From parr to smolt to adult to kelt – Project Laxford now tracking salmon across the entire lifecycle.
Project Laxford, a partnership with Grosvenor’s Reay Forest Estate, is one of two Atlantic Salmon Trust ‘Core Rivers’, the other being Project Deveron in Aberdeenshire – a partnership with the Deveron, Bogie & Isla Rivers Charitable Trust. These rivers currently represent the only two, fully monitored river systems in Scotland, linking in with the River Frome ‘index’ river in Dorset managed by our Missing Salmon Alliance partners, the Game & Wildlife Conservation Trust, and with the potential to link to a wider network of ‘index’ rivers across the North Atlantic.
Core Rivers combine catchment-scale restoration with state-of-the-art monitoring to measure the success of restoration work on wild salmon populations and the wider environment over time. One of the key monitoring methods being used is PIT (Passive Integrated Transponder) tagging – where 2,000 juvenile salmon ‘parr’ are implanted with microchip tags from both rivers each autumn, enabling us to record their movements within their home river catchment when they pass over PIT detection ‘arrays’, when they ‘smolt’ and go out to sea, and when (and if) they return as adults to spawn. PIT tagging in particular is key to measuring changes in marine survival rates over time, and how work to deliver cold, clean water for fitter, healthier smolts influences this.
We’re now gathering an incredible amount of valuable information from these two catchments to build our knowledge of how salmon populations respond to on-the-ground restoration efforts. This will not only support restoration work in these two rivers, but will also benefit other rivers across these regions and beyond.
Amongst this population-scale information being gathered, we wanted to share a snapshot of one individual fish to also demonstrate the incredible level of resolution we’re getting.
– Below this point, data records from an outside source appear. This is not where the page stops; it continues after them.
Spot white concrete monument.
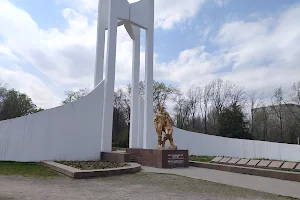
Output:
[94,0,155,152]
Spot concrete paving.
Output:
[142,166,300,199]
[0,172,290,200]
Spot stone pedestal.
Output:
[126,148,189,168]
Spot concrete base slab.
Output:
[41,161,141,179]
[190,161,300,182]
[281,162,297,169]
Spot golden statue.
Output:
[154,105,177,149]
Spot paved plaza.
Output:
[0,168,296,200]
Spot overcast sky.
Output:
[0,0,300,108]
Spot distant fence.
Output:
[174,128,300,161]
[0,82,104,161]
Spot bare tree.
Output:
[187,85,202,129]
[199,84,211,133]
[291,81,300,105]
[248,90,267,136]
[210,79,244,133]
[272,87,284,142]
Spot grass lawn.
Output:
[189,155,215,162]
[56,161,127,170]
[0,161,57,177]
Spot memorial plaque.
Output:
[237,158,250,165]
[126,148,189,168]
[219,157,231,163]
[168,154,184,168]
[268,161,283,168]
[211,157,223,162]
[257,160,271,167]
[281,162,297,169]
[246,160,260,166]
[227,158,240,164]
[295,164,300,170]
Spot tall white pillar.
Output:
[94,0,109,88]
[138,95,144,148]
[129,26,140,148]
[101,5,118,152]
[143,0,155,149]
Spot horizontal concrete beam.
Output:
[189,161,300,182]
[41,161,141,179]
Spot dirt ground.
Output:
[0,172,296,200]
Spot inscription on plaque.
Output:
[168,154,184,166]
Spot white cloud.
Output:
[57,0,206,29]
[0,0,300,110]
[155,0,206,29]
[0,66,61,108]
[155,5,300,99]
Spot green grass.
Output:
[189,155,215,162]
[0,161,57,177]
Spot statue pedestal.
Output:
[126,148,189,168]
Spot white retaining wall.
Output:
[0,81,104,161]
[173,128,300,161]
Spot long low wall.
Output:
[0,82,104,161]
[173,128,300,161]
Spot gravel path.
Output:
[0,172,296,200]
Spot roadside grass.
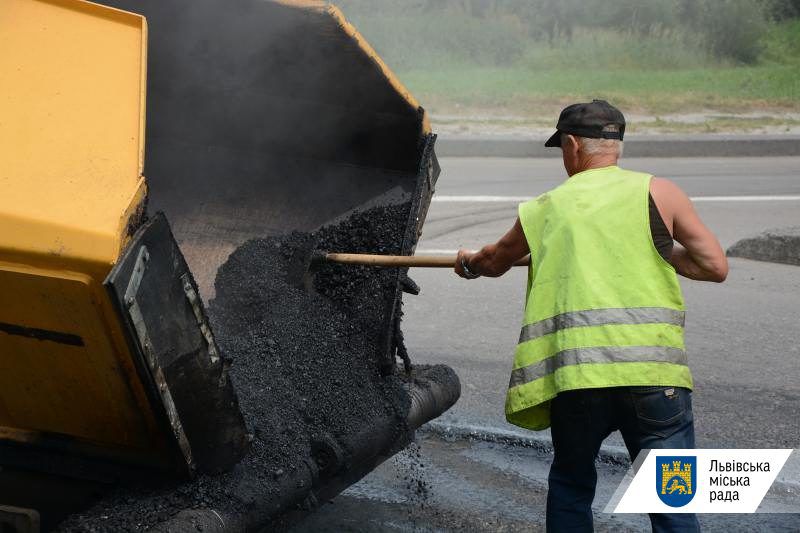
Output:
[356,13,800,132]
[399,64,800,116]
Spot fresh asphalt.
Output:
[290,157,800,531]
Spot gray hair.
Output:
[561,133,624,158]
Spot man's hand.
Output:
[455,219,530,279]
[454,249,480,279]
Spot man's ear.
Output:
[561,134,580,154]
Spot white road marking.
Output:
[431,194,800,204]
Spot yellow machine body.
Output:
[0,0,172,470]
[0,0,438,492]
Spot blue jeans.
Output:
[547,387,700,533]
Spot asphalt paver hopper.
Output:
[0,0,458,529]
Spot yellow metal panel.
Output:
[0,262,155,448]
[0,0,172,465]
[0,0,146,264]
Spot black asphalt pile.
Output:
[56,204,418,531]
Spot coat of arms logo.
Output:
[656,456,697,507]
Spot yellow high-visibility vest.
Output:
[506,166,692,430]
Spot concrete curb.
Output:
[727,226,800,266]
[436,134,800,157]
[417,421,631,467]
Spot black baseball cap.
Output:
[544,100,625,147]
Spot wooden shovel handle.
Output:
[325,253,531,268]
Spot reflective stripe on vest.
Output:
[519,307,686,343]
[508,346,687,388]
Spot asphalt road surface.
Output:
[290,157,800,531]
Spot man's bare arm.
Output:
[455,219,530,279]
[658,179,728,283]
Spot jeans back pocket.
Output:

Let’s take a look at one such fish from Project Laxford, PIT tagged with ID number 3DD.003E1D8F0E on the 22nd September 2022. We’ll call him ‘Lax’…
A fishes tale
The team caught Lax as a ‘parr’ when electrofishing the Laxford’s Achfary Burn on 22nd September 2022 – an important spawning burn. He was 101mm in length and weighed 12.8g. Sexing from a scale sample confirmed he was a male. He even showed signs of being a ‘precocious’ parr – a sexually mature juvenile.
After being PIT tagged, Lax was released back into the Laxford to carry on his life.

The following spring, at 10:58pm on the 8th May 2023, he was detected moving downstream over the Achfary PIT detection array, as the burn flows into Loch Stack – indicating that he had ‘smolted’ and was beginning his migration out to sea. A number of spawning burns flow into Loch Stack, which then flows into and begins the River Laxford itself.
Three days later, Lax had transited through the loch and was detected on the next PIT array at the top of the Laxford’s main stem. At the time we had some intermittent issues with the final PIT array at the mouth of the river (which have since been addressed), so Lax wasn’t detected on the lowest array going out to sea.
That was until 1 year and 2 months later…
At 7:40pm on the 2nd July 2024, Lax pinged the lower array at the mouth of the river. He was back – this time as a ‘grilse’ – an adult salmon which has spent one winter at sea. He was then detected moving past the next array at the top of the Laxford at 8:27pm the following day, after which time he entered Loch Stack once again.
Here he stayed for the next four months, before we detected him again on the Achfary Burn PIT array at 10:57am on the 13th November 2024 where he loitered for four days before moving further up the burn to spawn.
We detected him again moving downstream on 4th December, presumably on his was back down after spawning, and now as a post-spawn ‘kelt’. He once again took refuge in the loch for over two months before crossing the upper Laxford array at 10:30pm on 23rd February 2025, and passed over the lower array six hours later at 4:22am on the 24th February, making his way back to sea.
Time will tell if Lax will return again as a ‘repeat spawner’…
The power of understanding
Lax is just one of thousands of PIT tagged salmon moving throughout the Laxford and Deveron catchments, travelling out to sea, and returning as adults to spawn.
Over time, we’ll be able to build an understanding of how salmon populations respond to restoration efforts within these rivers and on the surrounding landscapes. How can we improve conditions in the spawning and nursery areas that salmon are using? How can we ensure that salmon have the cold, clean water required for good feeding to become fit and healthy smolts? How does the population respond when we remove a barrier to migration, plant trees to shade spawning streams, or restore wetlands to mitigate against floods which may wash out salmon nests or ‘redds’?
By answering these questions, Core Rivers will help to identify the solutions required to help halt the decline in wild Atlantic salmon across their range, and enable their long-term recovery.